As the House prepares to vote on a resolution today that would limit the president's ability to engage with Iran under the 1973 War Powers Act, Senator Chuck Grassley (R-Iowa) said there was "plenty of precedence" to support President Trump's authorization of a drone strike on January 3 that killed top Iranian commander Gen. Qassem Soleimani.
On Wednesday, Grassley's Republican colleagues Sens. Mike Lee (R-Utah) and Rand Paul (R-Ky.) blasted the president's long-awaited and delayed briefing on the killing.
"Don't get hung up on whether or not we had a proper briefing, which I think we did have a very proper briefing," Grassley told Cheddar Thursday. "Don't get that mixed up with the legality of what happened."
Lee called the briefing, which came five days after the airstrike was carried out, "probably the worst briefing I've seen, at least on a military issue, in the nine years I've served in the United States Senate." He said senators were told they could not dissent or debate, lest division within the government sends a signal of weakness to the Iranians.
He said briefers were asked repeatedly, "What, if anything, would trigger the need for the administration to come back to Congress" for a declaration of war or authorization of military force, to which one of the briefers indicated, essentially, "I'm sure we could think of something."
Grassley said when President Barack Obama had ordered the killing of Osama bin Laden, senators were also not told of the plan prior to the move, though bin Laden was considered an enemy combatant whereas Soleimani was a member of a state government. The Trump administration has said it ordered the strike because Soleimani was "actively developing plans to attack American diplomats and service members in Iraq and throughout the region," but has continued to refrain from explaining the intelligence, despite repeated criticism from lawmakers.
In a press conference Thursday, the president focused on Soleimani's violent history, calling him a "monster" who was the "big roadside bomb guy," though Soleimani was a top official in Iran.
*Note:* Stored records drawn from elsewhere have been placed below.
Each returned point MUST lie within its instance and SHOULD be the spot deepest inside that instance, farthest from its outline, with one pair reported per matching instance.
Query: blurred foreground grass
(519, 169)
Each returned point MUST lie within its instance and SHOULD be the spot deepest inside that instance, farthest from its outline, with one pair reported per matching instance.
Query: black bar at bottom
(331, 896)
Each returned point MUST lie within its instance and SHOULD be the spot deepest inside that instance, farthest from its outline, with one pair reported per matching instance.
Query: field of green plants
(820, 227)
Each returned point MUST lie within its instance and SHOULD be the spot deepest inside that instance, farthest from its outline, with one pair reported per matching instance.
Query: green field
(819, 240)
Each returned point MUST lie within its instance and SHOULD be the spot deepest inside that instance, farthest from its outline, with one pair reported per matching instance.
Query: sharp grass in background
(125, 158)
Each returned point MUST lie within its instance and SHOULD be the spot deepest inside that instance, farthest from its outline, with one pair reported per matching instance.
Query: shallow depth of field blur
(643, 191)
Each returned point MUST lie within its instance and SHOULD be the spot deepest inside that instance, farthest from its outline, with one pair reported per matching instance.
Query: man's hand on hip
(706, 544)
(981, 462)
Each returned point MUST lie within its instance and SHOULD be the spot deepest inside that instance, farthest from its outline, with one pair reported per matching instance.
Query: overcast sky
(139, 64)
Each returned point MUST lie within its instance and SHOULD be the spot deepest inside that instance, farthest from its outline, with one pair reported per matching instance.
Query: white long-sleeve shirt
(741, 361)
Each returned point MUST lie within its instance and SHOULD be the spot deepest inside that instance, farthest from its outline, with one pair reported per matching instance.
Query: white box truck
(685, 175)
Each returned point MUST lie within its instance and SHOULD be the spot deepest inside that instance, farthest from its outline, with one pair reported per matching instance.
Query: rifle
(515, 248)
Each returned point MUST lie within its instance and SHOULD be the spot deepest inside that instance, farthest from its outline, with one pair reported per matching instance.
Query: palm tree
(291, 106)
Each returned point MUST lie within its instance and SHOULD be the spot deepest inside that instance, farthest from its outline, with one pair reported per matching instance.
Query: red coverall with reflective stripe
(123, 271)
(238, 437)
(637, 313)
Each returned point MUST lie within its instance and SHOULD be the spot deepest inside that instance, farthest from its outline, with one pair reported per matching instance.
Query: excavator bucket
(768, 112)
Other targeted killings carried out by the United States, like that of Abu Bakr al-Baghdadi in October 2019, have struck at extremist leaders without state affiliations.
Many lawmakers argue the president needed Authorization for Use of Military Force (AUMF) from Congress before the strike. On Thursday, Trump seemed to offer some additional information, saying "We did this because they were looking to blow up our embassy. We also did it for reasons that were very obvious." President Trump also said he had just approved new sanctions with details forthcoming.
House Speaker Nancy Pelosi addressed the dispute over AUMF and the strike against Soleimani during her regular weekly press conference on Thursday.
"The argument would be made that, putting the shoe on the other foot, if the United States had a high-level, maybe second most important person in the country, assassinated, wherever, the U.S. might consider that an assault on our country and the Iranians might as well, even though this took place at the Iraqi airport," she said. "It's foggy."